Responses
The responses endpoint is a stateful alternative to /v1/chat/completions. The gateway stores each turn server-side, so clients only need to send the new user message on subsequent requests — previous conversation history is reconstructed automatically from previous_response_id.
Endpoint
POST /v1/responses
Requires authentication. See Authentication.
Request body
| Field | Type | Required | Description |
|---|---|---|---|
model |
string | Yes | The model ID to use. Get available IDs from List Models. |
input |
string or array | Yes | The new user message. Either a plain string or a messages array (each item with role and content). |
previous_response_id |
string | No | The id of the previous response. When provided, the gateway prepends the full conversation history automatically. |
instructions |
string | No | A system prompt. On the first turn this is stored alongside the conversation. On subsequent turns it can be omitted and the original instructions will be reused. |
tools |
array | No | Tool definitions the model may call. Same format as /v1/chat/completions. |
tool_choice |
string or object | No | "auto", "none", "required", or a specific tool object. |
stream |
boolean | No | If true, the response is streamed using the event format described below. Default: false. |
store |
boolean | No | If false, the response is not persisted and previous_response_id chaining is disabled for this turn.
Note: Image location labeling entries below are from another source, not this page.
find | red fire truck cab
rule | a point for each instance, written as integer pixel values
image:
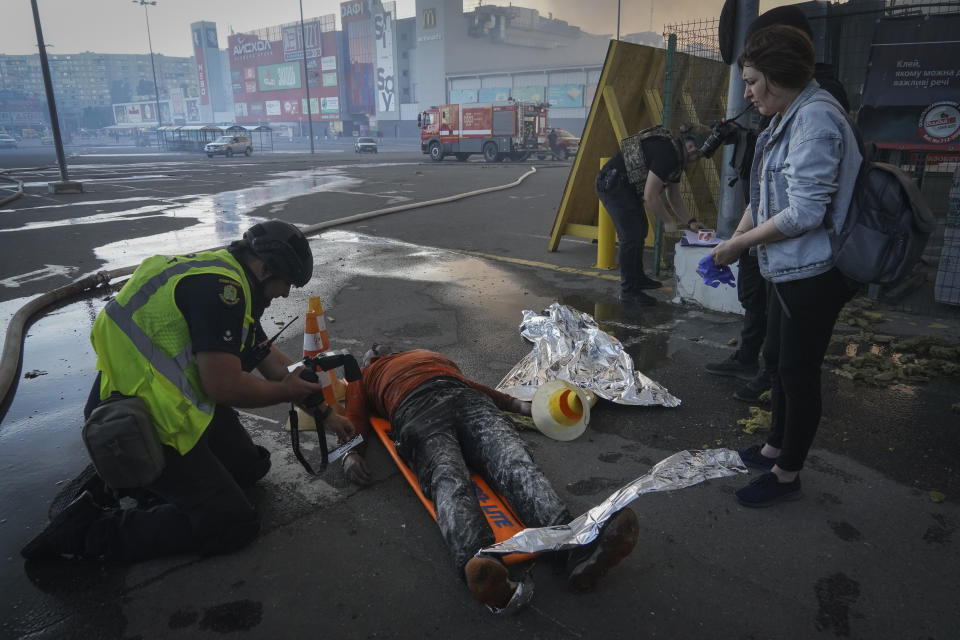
(498, 130)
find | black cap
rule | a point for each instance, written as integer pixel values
(283, 248)
(789, 16)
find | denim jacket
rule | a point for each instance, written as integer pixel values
(804, 171)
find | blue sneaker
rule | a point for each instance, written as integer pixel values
(752, 457)
(766, 490)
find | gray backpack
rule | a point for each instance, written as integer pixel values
(123, 443)
(887, 225)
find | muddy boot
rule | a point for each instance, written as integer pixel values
(86, 480)
(489, 581)
(66, 534)
(615, 542)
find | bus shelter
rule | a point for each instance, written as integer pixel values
(189, 137)
(261, 135)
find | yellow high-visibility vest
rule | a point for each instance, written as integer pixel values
(143, 343)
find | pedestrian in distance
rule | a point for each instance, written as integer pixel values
(752, 292)
(645, 175)
(180, 341)
(803, 177)
(443, 424)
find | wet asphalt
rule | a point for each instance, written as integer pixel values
(870, 552)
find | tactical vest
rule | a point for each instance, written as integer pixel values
(143, 343)
(636, 163)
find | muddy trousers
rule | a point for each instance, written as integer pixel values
(802, 316)
(201, 505)
(458, 429)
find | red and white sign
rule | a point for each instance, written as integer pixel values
(940, 122)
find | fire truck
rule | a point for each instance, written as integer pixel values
(498, 130)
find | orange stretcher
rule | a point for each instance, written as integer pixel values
(500, 516)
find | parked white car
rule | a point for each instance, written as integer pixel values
(365, 145)
(229, 145)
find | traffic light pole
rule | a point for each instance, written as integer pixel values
(65, 185)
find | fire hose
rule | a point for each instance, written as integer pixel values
(10, 361)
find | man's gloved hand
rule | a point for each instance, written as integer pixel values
(519, 406)
(713, 275)
(355, 469)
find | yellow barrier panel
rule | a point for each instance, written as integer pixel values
(628, 99)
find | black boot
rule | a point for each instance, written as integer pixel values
(66, 534)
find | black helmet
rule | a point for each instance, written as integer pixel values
(283, 248)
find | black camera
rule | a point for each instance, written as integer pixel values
(720, 133)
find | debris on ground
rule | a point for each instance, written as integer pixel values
(883, 360)
(759, 420)
(521, 421)
(859, 313)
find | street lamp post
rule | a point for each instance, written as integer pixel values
(306, 75)
(156, 87)
(65, 185)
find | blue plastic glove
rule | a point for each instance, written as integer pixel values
(713, 275)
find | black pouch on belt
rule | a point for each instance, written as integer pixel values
(123, 443)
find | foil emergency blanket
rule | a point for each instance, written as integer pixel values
(570, 346)
(683, 469)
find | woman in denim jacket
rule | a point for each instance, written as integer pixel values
(804, 170)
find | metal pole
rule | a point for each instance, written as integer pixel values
(306, 76)
(666, 121)
(732, 201)
(156, 87)
(618, 19)
(66, 185)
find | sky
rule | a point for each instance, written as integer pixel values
(119, 26)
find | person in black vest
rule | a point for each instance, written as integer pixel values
(650, 166)
(751, 287)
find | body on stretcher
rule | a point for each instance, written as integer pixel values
(495, 508)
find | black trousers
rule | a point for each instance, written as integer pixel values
(752, 293)
(445, 429)
(625, 207)
(802, 316)
(203, 505)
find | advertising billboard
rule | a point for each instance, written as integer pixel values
(275, 77)
(268, 76)
(911, 94)
(296, 40)
(493, 94)
(527, 94)
(383, 30)
(460, 96)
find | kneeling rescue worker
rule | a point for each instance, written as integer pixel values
(180, 340)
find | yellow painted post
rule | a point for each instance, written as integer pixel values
(606, 236)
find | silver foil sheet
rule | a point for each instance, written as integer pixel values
(683, 469)
(570, 346)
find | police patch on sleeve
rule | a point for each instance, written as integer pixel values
(230, 294)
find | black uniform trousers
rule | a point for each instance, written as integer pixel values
(626, 210)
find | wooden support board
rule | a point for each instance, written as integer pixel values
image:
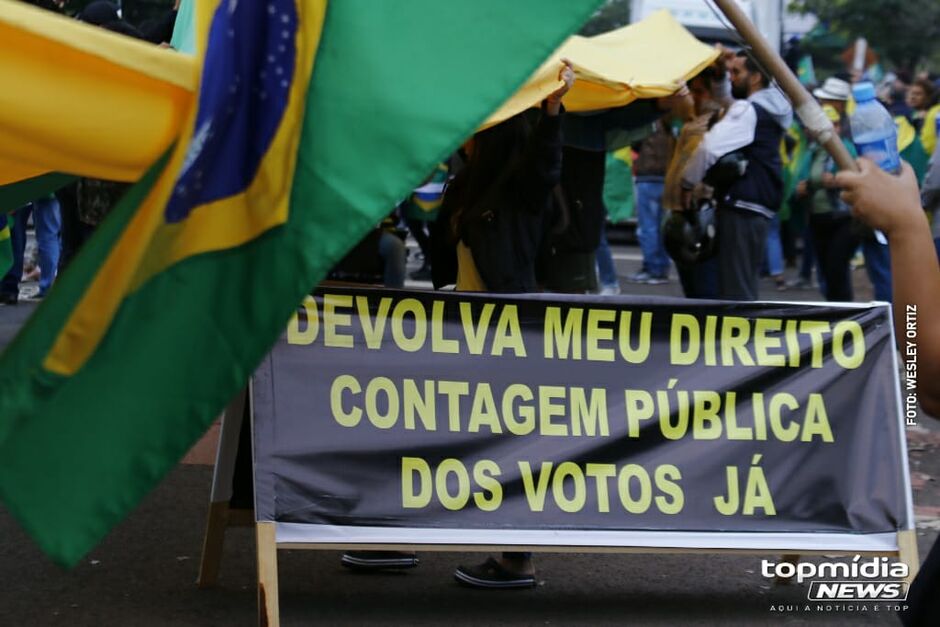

Default: true. |
temperature |
number | No | Sampling temperature. |
max_output_tokens |
integer | No | Maximum tokens in the response. |
Basic example
First turn (no previous_response_id):
{
"model": "llama-3.1-8b",
"input": "What is the capital of France?",
"instructions": "You are a helpful assistant."
}
Response:
{
"id": "resp_a1b2c3d4e5f6...",
"object": "response",
"created_at": 1718000000,
"model": "llama-3.1-8b",
"status": "completed",
"output": [
{
"type": "message",
"id": "abc123",
"role": "assistant",
"content": [
{ "type": "output_text", "text": "The capital of France is Paris." }
]
}
],
"usage": {
"input_tokens": 28,
"output_tokens": 9,
"total_tokens": 37
}
}
Second turn (continuing the conversation):
{
"model": "llama-3.1-8b",
"input": "And what about Germany?",
"previous_response_id": "resp_a1b2c3d4e5f6..."
}
The gateway looks up the prior response, reconstructs the conversation history, and returns a response as if the full history had been sent.
Response object
| Field | Description |
|---|---|
id |
Unique response identifier (resp_...). Pass this as previous_response_id on the next turn. |
object |
Always "response". |
created_at |
Unix timestamp. |
model |
The model that generated the response. |
status |
Always "completed" for non-streaming responses. |
output |
Array of output items. Each item has a type of "message" (text) or "function_call" (tool call). |
usage.input_tokens |
Prompt token count. |
usage.output_tokens |
Completion token count. |
usage.total_tokens |
Combined token count. |
Tool calls
If the model requests a tool call, the output array contains a function_call item instead of a message:
{
"output": [
{
"type": "function_call",
"call_id": "call_xyz",
"name": "get_weather",
"arguments": "{\"city\":\"London\"}"
}
]
}
Execute the function and send the result back as the input on the next turn, alongside the same previous_response_id.
Streaming
Set "stream": true to receive the response as Server-Sent Events.
event: response.created
data: {"type":"response.created","response":{"id":"resp_...","status":"in_progress",...}}
event: response.output_item.added
data: {"type":"response.output_item.added","output_index":0,"item":{"type":"message","role":"assistant","content":[]}}
event: response.output_text.delta
data: {"type":"response.output_text.delta","output_index":0,"content_index":0,"delta":"The capital"}
event: response.output_text.delta
data: {"type":"response.output_text.delta","output_index":0,"content_index":0,"delta":" of France is Paris."}
event: response.output_text.done
data: {"type":"response.output_text.done","output_index":0,"content_index":0,"text":"The capital of France is Paris."}
event: response.output_item.done
data: {"type":"response.output_item.done","output_index":0,"item":{...}}
event: response.completed
data: {"type":"response.completed","response":{...}}
data: [DONE]
Opting out of persistence
Set "store": false to process the request without saving it. The response will not be retrievable via previous_response_id and no conversation record will be created.
Authentication note
This endpoint accepts both JWT bearer tokens and API keys. Conversations are linked to the authenticated identity — JWT tokens link to a user account; API keys link to the key itself.